MARIA MARIA

“Maria Maria”, uma certa magia que Bolsonaro nunca vai se apropriar

A banda do Exército tocou a canção de Milton Nascimento e Fernando Brant para o presidente e uma dúzia de mulheres brancas

O Balé Maria Maria com o Grupo Corpo.Créditos: José Luiz Pederneiras/Divulgação
Escrito en OPINIÃO el

Manhã de terça-feira, 8 de março de 2022, Dia Internacional da Mulher. A banda do Exército, inadvertidamente ou não, executa para o presidente Jair Bolsonaro, a primeira-dama Michele Bolsonaro, a ministra da Mulher, da Família e dos Direitos Humanos, Damares Alves, e mais uma dúzia de mulheres brancas a canção “Maria Maria”, de Milton Nascimento e Fernando Brant.

Uma cena simples que não chamaria a atenção de ninguém não fosse, por um lado o que representa a canção e, por outro, o governo Bolsonaro. “Maria Maria” foi composta e entrou na trilha do balé homônimo, que estreou com o Grupo Corpo, de Belo Horizonte, em 1976.

O espetáculo era um primor, lindo do começo ao fim e repleto de canções que sobreviveram a ele como “Maria solidária”, “Caxangá” e “Raça” e projetou o Grupo Corpo para o mundo. Com coreografia de Oscar Araiz, o balé conta a trajetória de Maria, uma mulher do povo, desde o momento em que nasce e vai percorrendo sua trajetória. Sua infância pobre, a juventude, o casamento, os filhos, a viuvez, até o fim de sua vida.

Cada minuto, tanto da trilha sonora, que pode ser encontrada no álbum duplo “Maria Maria e Último Trem”, quanto da coreografia, discorre sobre uma personagem fundamental para a formação cultural do Brasil. Não seríamos o que nos transformamos enquanto nação não fossem as Marias Marias.

Trilha do Basil moderno

As canções de Milton e Brant, particularmente a que dá nome ao espetáculo, se tornaram trilhas irreversíveis de um país moderno e amplo que acerta suas contas com a sua ancestralidade.

Ver e ouvir a Banda do Exército executar a canção para o presidente e várias mulheres brancas na sua residência oficial, em um país de ampla maioria negra é, no entanto, só o começo da ironia. Bolsonaro, como já é dito e sabido, mede os negros em arrobas e considera sua filha mais nova uma “fraquejada”.

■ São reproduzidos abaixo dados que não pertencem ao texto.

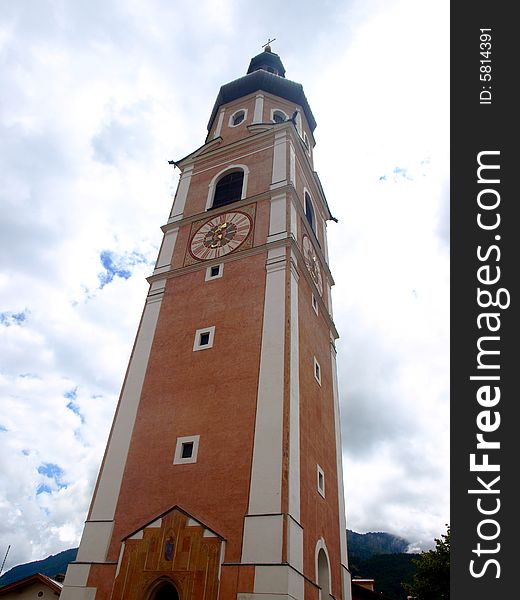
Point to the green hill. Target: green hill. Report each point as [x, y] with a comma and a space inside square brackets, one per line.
[50, 566]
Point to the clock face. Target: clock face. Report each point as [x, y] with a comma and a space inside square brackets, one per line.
[220, 235]
[312, 263]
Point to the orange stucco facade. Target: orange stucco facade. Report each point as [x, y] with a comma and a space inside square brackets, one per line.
[222, 475]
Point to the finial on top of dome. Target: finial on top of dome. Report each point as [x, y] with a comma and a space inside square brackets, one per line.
[267, 45]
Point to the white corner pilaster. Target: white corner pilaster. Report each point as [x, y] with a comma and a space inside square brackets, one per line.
[294, 530]
[278, 218]
[181, 195]
[346, 583]
[292, 164]
[259, 109]
[279, 174]
[166, 252]
[218, 128]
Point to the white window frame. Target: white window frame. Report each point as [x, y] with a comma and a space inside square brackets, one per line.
[320, 475]
[177, 457]
[314, 211]
[209, 276]
[316, 364]
[314, 303]
[197, 345]
[213, 183]
[232, 116]
[273, 110]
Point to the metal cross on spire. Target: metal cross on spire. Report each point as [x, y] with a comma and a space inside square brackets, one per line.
[267, 45]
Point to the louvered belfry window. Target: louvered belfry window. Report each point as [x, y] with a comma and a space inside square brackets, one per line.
[228, 189]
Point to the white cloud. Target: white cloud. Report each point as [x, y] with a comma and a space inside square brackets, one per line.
[101, 95]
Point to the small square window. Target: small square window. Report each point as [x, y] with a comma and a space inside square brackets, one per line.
[238, 117]
[204, 338]
[186, 450]
[320, 481]
[214, 272]
[317, 371]
[314, 304]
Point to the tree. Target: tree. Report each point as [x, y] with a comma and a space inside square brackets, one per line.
[431, 580]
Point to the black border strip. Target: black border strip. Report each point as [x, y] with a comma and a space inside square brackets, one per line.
[484, 125]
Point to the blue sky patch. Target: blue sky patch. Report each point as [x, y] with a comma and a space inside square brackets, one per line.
[52, 471]
[118, 265]
[8, 318]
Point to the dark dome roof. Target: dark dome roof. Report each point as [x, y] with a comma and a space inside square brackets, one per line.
[268, 61]
[263, 80]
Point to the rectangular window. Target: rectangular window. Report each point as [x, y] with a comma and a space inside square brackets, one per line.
[214, 272]
[317, 371]
[320, 481]
[204, 338]
[186, 450]
[314, 304]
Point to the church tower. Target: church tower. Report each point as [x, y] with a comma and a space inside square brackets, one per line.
[222, 477]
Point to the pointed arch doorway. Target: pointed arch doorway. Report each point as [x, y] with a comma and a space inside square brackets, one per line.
[165, 591]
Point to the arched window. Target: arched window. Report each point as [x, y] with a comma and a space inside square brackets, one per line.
[323, 575]
[228, 189]
[309, 212]
[165, 591]
[279, 116]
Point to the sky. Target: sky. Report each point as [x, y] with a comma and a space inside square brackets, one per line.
[97, 96]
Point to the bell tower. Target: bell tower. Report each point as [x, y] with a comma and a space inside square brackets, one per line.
[222, 476]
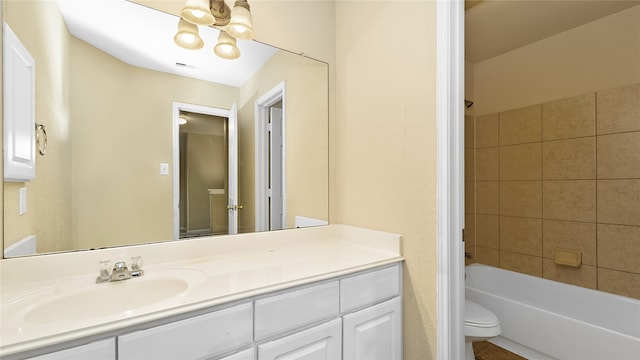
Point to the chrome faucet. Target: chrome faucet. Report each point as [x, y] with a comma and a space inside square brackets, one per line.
[120, 270]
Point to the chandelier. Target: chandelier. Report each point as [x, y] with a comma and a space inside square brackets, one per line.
[233, 24]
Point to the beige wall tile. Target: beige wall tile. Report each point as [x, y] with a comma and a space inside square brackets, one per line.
[619, 109]
[487, 166]
[521, 235]
[619, 155]
[488, 231]
[585, 276]
[521, 198]
[618, 202]
[488, 256]
[619, 247]
[520, 126]
[619, 282]
[469, 197]
[573, 200]
[521, 263]
[469, 131]
[469, 164]
[488, 197]
[521, 162]
[569, 118]
[569, 235]
[487, 131]
[569, 159]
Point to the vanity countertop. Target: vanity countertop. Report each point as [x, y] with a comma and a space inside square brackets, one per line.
[215, 271]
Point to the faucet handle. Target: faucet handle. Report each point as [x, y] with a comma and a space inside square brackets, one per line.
[136, 266]
[119, 266]
[103, 269]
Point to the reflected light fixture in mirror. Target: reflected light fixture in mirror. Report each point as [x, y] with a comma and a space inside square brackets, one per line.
[233, 24]
[187, 36]
[241, 26]
[226, 47]
[197, 12]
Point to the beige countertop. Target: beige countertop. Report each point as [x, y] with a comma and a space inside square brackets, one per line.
[215, 270]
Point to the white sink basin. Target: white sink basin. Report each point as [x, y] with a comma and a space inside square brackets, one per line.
[78, 302]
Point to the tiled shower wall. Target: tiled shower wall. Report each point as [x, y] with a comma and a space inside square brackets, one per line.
[563, 174]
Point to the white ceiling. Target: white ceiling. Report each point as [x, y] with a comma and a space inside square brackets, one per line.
[494, 27]
[143, 37]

Por mais que todas as declarações tenham sido feitas em tom de piada, elas permeiam seu governo com seus auxiliares desde sempre. Há uma distância abissal entre este governo e a música de Milton Nascimento. “Maria Maria” foi gravada e regravada diversas vezes.

Elis em Montreux

A cantora Elis Regina a eternizou ao encher o país de orgulho e pertencimento quando a apresentou no Festival de Jazz de Montreux, em 1979. O canto de guerra do final da canção era um aviso ao mundo, e ali entre a entusiasmada plateia suíça, de que o Brasil começava a se libertar de uma ditadura militar e mostrava sua melhor face ao mundo.

A mesma ditadura que Bolsonaro e sua trupe sempre apoiaram e defenderam.

Há quem diga que as canções, após soltas no mundo, não têm dono. A verdade e a lealdade por trás delas, no entanto, são imutáveis. O ridículo da cerimônia de Bolsonaro em sua residência de passagem é diametralmente oposto ao significado da canção e suas inúmeras versões.

É um dom, uma certa magia que nenhum poder do mundo é capaz de absorver, reter e muito menos se apropriar.